My first thought follows from any variant of “it was harder / easier in Ye Olde Dayes than it is today.”
I have claimed life was harder because so much more physical work was necessary, and there was little time to worry about identity. Society as a whole had less time for recreation, including to sit and navel-gaze (as my dear friend Georgette Cornio called it).
But life in Ye Olde Dayes certainly could have been easier — society also had fewer expectations. Children didn’t “have to” go to college, go to grad school, get a job, get a promotion, or start their own business. In the meantime, don’t forget to work in marriage, buying a house, having children, and indoctrinating those children in the burning expectations to follow suit.
Like Yu-Gi-Oh cards, society’s expectations have undergone a “power creep” over the past two centuries.
Survival of the teenager
But we are all society. If we want to change beliefs in society, we change our own and live our lives with them.
The American Dream is pervasive. It was baked into my psyche and is very difficult to remove. Every decision I made in life was first weighed carefully against income, social status, future gains — yes, even the decision that unlocked my true self and the path toward contentment and away from self-immolation.
But that action — self-preservation and the ability to co-exist in a community — was the same 1000 years ago as it is now. Are there more career choices today? Yes, of course. But was the struggle to survive any different in kind 1000 years ago?
No — survival across the millennia has been exploration of identity.
To return to Erik Erikson and developing identity, he believed identity was developed throughout life. The process doesn’t stop at any age. I will take it further to say developing identity doesn’t stop after any external development in one’s life situation, either.
I spent 9 years in college and graduate school, ditched chemistry for software, ditched writing software for managing software teams, then — after discovering the American Dream is poison — threw it all in the bin to write.
Clearly, I haven’t known who I am.
Identity is eternal
But wait…
There are tendrils of my identity that remained constant: a love of learning, a love of teaching, and the knowledge I am a woman.
I look back now and see the choices I made reflected my identity. Social skills are hard? Playground bullies are just jealous of my softer, kinder nature. Computers are hard? Be a biologist (it was where the girls were, anyway). Constant grind of producing code wears me down? Nurture others to produce code. American Dream destroyed my soul to the point my sanity hangs by a thread? Simple…transition gender.

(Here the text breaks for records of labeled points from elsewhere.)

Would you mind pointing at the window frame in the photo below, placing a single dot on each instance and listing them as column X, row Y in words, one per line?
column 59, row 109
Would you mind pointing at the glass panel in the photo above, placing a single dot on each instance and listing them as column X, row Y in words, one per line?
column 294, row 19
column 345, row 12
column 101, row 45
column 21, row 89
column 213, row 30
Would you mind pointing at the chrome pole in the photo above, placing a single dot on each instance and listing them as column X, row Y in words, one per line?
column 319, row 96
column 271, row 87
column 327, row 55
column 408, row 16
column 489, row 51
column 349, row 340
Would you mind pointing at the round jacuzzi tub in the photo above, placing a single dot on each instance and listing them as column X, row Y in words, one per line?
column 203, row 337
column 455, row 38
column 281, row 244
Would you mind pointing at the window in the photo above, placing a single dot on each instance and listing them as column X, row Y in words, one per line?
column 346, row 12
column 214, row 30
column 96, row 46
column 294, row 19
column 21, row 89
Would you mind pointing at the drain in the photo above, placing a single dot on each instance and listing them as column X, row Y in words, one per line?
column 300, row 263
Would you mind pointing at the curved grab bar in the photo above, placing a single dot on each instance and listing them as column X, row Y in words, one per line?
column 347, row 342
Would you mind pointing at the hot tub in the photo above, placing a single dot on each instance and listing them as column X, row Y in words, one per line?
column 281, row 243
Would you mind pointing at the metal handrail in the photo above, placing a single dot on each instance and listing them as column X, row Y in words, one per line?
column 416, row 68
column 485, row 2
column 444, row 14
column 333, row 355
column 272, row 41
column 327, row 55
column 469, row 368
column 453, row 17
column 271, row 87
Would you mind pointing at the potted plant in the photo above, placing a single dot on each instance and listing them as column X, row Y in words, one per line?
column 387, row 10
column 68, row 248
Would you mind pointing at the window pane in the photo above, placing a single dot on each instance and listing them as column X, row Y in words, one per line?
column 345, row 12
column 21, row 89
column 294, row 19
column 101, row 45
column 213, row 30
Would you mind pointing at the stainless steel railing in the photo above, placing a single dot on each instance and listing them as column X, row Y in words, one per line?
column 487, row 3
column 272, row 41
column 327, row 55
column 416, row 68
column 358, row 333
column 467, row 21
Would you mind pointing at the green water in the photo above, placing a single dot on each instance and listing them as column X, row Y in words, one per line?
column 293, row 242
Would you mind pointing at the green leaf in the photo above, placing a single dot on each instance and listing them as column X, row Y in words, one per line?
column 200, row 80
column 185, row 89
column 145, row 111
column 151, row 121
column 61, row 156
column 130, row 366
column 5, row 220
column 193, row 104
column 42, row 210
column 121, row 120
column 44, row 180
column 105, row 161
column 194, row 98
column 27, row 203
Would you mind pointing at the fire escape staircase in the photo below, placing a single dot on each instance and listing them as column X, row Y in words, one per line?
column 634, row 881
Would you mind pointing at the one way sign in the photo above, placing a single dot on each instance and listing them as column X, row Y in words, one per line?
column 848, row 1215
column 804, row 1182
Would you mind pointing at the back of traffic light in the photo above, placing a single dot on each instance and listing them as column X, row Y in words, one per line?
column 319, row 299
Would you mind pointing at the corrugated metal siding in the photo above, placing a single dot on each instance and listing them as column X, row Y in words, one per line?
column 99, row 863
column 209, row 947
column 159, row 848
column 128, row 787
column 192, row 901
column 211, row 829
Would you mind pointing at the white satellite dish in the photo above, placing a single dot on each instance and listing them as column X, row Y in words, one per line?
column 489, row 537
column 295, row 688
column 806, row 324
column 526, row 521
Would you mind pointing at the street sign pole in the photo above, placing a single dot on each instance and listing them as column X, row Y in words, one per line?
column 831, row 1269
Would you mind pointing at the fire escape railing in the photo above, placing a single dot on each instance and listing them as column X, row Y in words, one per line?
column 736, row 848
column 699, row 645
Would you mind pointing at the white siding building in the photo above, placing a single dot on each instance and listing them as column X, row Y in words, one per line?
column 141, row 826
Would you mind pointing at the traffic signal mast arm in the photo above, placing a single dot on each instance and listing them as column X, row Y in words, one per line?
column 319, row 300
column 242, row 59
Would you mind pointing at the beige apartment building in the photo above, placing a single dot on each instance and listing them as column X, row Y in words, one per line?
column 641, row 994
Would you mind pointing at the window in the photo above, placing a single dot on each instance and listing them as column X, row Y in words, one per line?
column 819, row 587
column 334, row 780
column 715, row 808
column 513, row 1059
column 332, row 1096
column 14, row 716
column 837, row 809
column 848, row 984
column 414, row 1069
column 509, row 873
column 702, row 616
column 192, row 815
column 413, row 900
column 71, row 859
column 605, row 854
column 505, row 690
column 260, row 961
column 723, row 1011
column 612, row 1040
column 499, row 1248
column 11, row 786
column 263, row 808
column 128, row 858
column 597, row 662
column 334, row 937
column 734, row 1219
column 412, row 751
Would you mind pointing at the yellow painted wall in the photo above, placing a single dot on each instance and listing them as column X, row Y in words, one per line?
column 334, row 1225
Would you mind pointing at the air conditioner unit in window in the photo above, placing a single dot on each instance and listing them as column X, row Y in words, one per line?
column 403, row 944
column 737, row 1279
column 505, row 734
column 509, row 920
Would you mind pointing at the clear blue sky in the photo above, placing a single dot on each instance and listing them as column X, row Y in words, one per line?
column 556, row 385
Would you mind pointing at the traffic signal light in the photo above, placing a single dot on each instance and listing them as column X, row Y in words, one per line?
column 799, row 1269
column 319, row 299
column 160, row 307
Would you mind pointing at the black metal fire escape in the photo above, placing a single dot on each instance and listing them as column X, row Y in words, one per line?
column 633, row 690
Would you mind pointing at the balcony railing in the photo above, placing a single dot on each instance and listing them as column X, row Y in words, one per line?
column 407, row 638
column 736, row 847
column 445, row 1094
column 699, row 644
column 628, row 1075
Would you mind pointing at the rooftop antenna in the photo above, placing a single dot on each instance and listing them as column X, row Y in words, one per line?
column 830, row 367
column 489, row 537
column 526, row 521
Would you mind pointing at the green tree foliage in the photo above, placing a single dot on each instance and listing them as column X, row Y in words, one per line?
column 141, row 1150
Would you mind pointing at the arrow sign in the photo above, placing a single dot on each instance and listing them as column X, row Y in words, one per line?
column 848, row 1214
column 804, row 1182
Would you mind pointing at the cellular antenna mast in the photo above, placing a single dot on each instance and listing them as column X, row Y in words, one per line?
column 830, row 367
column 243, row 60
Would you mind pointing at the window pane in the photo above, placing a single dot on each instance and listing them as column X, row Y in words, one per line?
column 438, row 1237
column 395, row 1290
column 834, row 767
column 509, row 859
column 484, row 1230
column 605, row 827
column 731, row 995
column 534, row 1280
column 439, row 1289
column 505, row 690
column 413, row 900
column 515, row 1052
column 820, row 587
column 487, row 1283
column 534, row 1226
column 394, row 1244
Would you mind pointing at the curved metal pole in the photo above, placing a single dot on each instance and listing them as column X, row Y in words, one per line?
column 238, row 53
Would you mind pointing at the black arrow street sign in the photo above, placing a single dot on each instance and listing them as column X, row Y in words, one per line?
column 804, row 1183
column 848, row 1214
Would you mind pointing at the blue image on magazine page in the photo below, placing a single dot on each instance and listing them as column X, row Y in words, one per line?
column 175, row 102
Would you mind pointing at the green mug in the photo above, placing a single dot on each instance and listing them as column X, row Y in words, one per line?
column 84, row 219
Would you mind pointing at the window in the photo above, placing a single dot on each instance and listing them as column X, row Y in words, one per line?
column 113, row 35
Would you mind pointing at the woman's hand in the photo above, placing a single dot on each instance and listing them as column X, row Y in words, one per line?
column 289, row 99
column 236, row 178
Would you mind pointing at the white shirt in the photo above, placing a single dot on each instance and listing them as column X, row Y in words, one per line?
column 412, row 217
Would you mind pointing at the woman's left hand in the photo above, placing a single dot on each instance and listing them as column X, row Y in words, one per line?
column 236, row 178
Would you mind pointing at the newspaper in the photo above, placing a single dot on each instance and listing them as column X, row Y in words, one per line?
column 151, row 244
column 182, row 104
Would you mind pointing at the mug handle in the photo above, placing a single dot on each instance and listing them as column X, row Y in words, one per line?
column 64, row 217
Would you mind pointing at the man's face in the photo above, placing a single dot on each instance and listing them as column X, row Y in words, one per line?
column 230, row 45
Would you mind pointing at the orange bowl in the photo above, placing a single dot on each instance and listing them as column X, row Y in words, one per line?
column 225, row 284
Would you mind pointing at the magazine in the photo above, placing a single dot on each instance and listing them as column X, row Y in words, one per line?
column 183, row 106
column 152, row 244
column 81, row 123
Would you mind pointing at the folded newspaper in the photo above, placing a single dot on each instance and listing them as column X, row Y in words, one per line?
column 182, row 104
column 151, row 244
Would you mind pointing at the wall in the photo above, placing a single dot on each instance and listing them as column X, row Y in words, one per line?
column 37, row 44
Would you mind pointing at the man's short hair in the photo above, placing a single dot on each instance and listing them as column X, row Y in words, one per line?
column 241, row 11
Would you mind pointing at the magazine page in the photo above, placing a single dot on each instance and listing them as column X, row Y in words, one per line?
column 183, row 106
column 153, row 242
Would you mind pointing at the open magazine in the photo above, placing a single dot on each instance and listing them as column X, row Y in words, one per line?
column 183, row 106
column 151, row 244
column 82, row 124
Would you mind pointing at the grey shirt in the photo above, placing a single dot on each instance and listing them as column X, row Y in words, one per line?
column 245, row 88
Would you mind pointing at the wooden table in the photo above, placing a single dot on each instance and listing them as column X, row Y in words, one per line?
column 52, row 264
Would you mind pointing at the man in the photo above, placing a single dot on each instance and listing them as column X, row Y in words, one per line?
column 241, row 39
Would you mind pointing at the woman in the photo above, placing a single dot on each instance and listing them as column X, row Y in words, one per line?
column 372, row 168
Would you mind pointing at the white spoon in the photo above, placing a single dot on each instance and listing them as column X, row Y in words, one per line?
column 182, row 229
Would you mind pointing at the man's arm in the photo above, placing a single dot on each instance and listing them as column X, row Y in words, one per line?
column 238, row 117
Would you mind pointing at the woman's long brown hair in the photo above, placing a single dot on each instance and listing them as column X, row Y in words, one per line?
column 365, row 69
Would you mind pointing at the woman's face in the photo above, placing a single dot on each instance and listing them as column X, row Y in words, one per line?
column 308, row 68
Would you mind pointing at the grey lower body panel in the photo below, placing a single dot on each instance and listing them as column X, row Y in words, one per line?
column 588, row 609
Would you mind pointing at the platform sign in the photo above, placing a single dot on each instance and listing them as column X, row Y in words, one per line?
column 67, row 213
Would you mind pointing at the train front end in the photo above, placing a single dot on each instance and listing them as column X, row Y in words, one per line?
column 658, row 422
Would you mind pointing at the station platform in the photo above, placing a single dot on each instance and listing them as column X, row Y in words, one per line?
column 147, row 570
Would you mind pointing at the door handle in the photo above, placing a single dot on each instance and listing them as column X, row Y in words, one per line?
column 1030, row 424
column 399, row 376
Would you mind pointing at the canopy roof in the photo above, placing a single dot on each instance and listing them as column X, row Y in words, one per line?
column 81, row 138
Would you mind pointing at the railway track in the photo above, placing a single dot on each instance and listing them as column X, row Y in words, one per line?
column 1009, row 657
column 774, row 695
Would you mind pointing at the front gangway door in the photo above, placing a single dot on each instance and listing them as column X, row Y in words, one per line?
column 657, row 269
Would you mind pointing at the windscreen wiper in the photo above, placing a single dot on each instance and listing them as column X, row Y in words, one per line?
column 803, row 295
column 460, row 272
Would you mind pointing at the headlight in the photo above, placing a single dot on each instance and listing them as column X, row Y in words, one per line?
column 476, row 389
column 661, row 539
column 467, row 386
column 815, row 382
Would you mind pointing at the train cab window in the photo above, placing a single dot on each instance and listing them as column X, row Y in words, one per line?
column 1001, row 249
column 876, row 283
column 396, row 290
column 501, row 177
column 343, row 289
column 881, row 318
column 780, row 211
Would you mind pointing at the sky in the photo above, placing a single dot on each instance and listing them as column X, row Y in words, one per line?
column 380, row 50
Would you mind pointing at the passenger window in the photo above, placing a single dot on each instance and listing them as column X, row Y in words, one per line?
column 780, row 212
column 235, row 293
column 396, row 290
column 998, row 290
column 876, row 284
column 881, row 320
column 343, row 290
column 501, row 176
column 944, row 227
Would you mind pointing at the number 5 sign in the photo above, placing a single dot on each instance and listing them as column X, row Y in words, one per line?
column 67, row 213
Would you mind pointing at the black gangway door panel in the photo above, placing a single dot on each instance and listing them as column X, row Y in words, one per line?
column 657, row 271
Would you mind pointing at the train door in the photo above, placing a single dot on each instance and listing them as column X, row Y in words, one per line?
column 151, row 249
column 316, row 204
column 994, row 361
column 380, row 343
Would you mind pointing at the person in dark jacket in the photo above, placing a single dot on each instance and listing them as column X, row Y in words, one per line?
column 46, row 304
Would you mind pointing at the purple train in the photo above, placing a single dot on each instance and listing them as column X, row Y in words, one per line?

The above is supposed to be a tongue-in-cheek, although accurate, timeline of my life. Looking back, I see a similar thread of identity. But looking back is easy.
The truth is, I had to learn what worked and what fed my soul. I had to develop my understanding of who I am — my deeply-held beliefs and motivations. Identity is more than purple hair, more than rejecting ugly thoughts, more than writing articles to express my social views.
Identity is the complex of all of them that shifts as my environment shifts. I could learn, or I could ignore the results of my experiments.
Combating ignorance
There is nothing we “should know” without data. Science doesn’t work that way. We try things and we acquire data.
Not knowing is not a crime — it is only ignorance, and ignorance is easily fixed by learning. The only crime is not to try something, not to determine whether it fits into our understanding of the Universe, our understanding of ourselves.
No, I should not have known my cake topper would break. No, I should not have known the American Dream would leave self-inflicted scars on my soul. No, I should not have known I would experience such freedom in my femininity.
Seeking answers to all questions is why we exist.
Finding answers is the meaning of identity — the meaning of life.